July 24, 2009
There is a lot of hype surrounding cloud and I'm usually not one to join the hype but in the case of cloud-based backup and disaster recovery services (I'm trying to use the IT service continuity but it hasn't caught on yet), these service are available today and they address major pain points in IT operations and organizations of all sizes can leverage these services, not just small and medium businesses.
Storage-as-a-Service is relatively new. Today the main value proposition is as a cloud target for on-premise deployments of backup and archiving software. If you have a need to retain data for extended periods of time (1 year plus in most cases) tape is still the more cost effective option given it's low capital acquisition cost and removability. If you have long term data retention needs and you want to eliminate tape, that's where a cloud storage target comes in. Electronically vault that data to a storage-as-service provider who can store that data at cents per GB. You just can't beat the economies of scale these providers are able to achieve.
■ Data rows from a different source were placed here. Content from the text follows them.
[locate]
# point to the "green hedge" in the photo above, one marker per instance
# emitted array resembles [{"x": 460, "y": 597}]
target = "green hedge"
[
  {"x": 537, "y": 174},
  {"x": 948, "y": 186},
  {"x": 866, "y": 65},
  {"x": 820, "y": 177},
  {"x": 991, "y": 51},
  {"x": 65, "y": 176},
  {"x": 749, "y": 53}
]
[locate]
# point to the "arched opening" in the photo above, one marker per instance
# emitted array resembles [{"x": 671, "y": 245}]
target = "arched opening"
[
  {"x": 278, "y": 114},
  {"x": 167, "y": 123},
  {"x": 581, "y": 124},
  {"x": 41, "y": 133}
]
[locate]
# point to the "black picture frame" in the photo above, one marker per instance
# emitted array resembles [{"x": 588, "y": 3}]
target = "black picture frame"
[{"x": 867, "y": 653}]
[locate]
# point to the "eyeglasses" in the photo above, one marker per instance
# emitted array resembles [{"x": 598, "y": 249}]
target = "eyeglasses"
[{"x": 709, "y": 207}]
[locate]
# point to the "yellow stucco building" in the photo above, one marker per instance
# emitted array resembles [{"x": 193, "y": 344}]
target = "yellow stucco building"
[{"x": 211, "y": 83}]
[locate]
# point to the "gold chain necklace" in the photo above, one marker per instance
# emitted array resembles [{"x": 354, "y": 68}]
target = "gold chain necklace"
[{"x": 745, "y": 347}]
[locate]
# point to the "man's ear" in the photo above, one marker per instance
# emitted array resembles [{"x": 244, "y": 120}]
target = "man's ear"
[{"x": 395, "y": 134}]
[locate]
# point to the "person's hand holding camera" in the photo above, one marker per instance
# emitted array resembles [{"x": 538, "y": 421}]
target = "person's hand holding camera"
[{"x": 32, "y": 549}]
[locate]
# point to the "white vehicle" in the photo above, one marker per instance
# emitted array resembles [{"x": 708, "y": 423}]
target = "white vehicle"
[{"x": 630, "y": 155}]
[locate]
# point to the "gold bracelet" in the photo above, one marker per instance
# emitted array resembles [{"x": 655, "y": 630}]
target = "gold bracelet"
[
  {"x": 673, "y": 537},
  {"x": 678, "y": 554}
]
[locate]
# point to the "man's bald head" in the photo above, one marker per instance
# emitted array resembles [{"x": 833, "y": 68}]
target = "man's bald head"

If you're a small business and you don't have the staff to implement and manage a backup solution or if you're an enterprise and you're looking for a PC backup or a remote office backup solution, I think it's worthwhile to compare the three year total cost of ownership of an on-premise solution versus backup-as-a-service.
If you lack a recovery data center or if you're looking for more a cost-effective solution for your Windows and Linux x86 server farms, I recommend that you evaluate new virtual recovery services. And for anyone who is about to renew their DR services contract, you should evaluate these new services before you resign for another three years of tape-based recovery to oversubscribed, shared IT hardware. These services fill the gap between DR services that rely on replication to dedicated IT hardware which are far too expensive for most organization and tape-based recovery to shared IT hardware, which while affordable, do not meet the recovery time and recovery point requirements of organizations from small to large and acoross industries.
And of course, if you're focused on the availability and recovery of email in particular, well there is a laundry list of service providers that focus cloud-based services for email from including continuity of service, recovery, archiving and if you wanted to, just move your email to the cloud period.
These services already have a toehold in the US but in order to expand into Canada and to Europe, these service providers are busily opening up data centers in these regions. In Canada and the EU, data privacy laws restrict the transfer of data containing personally identifiable information out of region or to a country that doesn't meet the standard of its own privacy laws.
Perhaps I'm too bullish on these services, perhaps organizations still have security concerns with cloud-based services but I think evey IT operations professional must now seriously consider these services when evaluating any backup or DR offering.